The two lines \( y = 2x-6 \) and \( y=-x + 3 \) intersect where their \( x \) and \( y \) values are equal. We can also see from the points we found that for \( y = 2x-6 \) and \( y=-x + 3 \), set \( 2x-6=-x + 3 \). Add \( x \) to both sides: \( 3x-6 = 3 \). Add 6 to both sides: \( 3x=9 \), so \( x = 3 \). Substitute \( x = 3 \) into \( y=-x + 3 \), we get \( y=-3 + 3=0 \). So the intersection point is \( (3,0) \). But wait, let's check with the other equation: \( y=2(3)-6=6 - 6=0 \). So the solution to the system is the point where the two lines intersect, which is \( (3,0) \). But wait, maybe we made a mistake in the point for \( x + y=3 \). Wait, no, when we graph \( y = 2x-6 \), when \( x = 0 \), \( y=-6 \); when \( x = 3 \), \( y = 0 \). For \( y=-x + 3 \), when \( x = 0 \), \( y = 3 \); when \( x = 3 \), \( y = 0 \). So the two lines intersect at \( (3,0) \)? Wait, no, let's solve the system algebraically to confirm.
We have the system:
\(

$$\begin{cases}y = 2x-6\\x + y=3\end{cases}$$

\)
Substitute \( y = 2x-6 \) into \( x + y=3 \):
\( x+(2x - 6)=3 \)
\( 3x-6 = 3 \)
\( 3x=9 \)
\( x = 3 \)
Then \( y=2(3)-6=0 \)

Wait, but when we graph \( y=-x + 3 \), the y - intercept is \( (0,3) \) and slope - 1, so it goes down from left to right. The line \( y = 2x-6 \) has y - intercept \( (0,-6) \) and slope 2, goes up from left to right. They should intersect at \( (3,0) \)? Wait, no, let's re - check the equations. Wait, \( x + y=3 \), when \( x = 3 \), \( y = 0 \); \( y = 2x-6 \), when \( x = 3 \), \( y=0 \). So the solution is \( (3,0) \)? Wait, but let's take another approach. Let's find two points for each line correctly.

For \( y = 2x-6 \):

• \( x = 0 \), \( y=-6 \) (point \( (0,-6) \))
• \( x = 1 \), \( y=2(1)-6=-4 \) (point \( (1,-4) \))

For \( y=-x + 3 \):

• \( x = 0 \), \( y = 3 \) (point \( (0,3) \))
• \( x = 1 \), \( y=-1 + 3=2 \) (point \( (1,2) \))

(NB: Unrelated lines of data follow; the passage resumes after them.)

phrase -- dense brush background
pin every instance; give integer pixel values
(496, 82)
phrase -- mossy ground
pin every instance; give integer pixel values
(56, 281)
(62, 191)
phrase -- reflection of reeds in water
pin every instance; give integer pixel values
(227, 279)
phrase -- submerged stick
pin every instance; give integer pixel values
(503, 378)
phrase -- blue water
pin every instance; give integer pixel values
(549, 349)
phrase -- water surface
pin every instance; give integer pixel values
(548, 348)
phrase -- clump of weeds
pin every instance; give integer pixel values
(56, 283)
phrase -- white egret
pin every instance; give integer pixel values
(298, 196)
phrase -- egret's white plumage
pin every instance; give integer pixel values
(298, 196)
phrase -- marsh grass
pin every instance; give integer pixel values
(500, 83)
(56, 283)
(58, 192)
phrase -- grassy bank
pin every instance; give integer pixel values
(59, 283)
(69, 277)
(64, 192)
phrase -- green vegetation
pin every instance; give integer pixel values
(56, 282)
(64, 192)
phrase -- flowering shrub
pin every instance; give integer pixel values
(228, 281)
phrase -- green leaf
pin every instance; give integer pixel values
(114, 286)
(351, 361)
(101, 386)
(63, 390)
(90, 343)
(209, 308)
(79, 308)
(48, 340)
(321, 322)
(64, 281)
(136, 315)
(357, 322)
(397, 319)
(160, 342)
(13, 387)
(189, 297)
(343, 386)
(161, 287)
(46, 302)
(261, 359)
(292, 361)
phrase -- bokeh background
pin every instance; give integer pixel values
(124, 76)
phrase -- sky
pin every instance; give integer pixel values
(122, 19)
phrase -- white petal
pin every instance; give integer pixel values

Now, if we plot these lines, the line \( y = 2x-6 \) goes from \( (0,-6) \) through \( (1,-4) \) and \( (3,0) \). The line \( y=-x + 3 \) goes from \( (0,3) \) through \( (1,2) \) and \( (3,0) \). So they intersect at \( (3,0) \).

Answer:

The solution to the system of equations is \( x = 3 \), \( y = 0 \) (the point of intersection is \( (3,0) \)).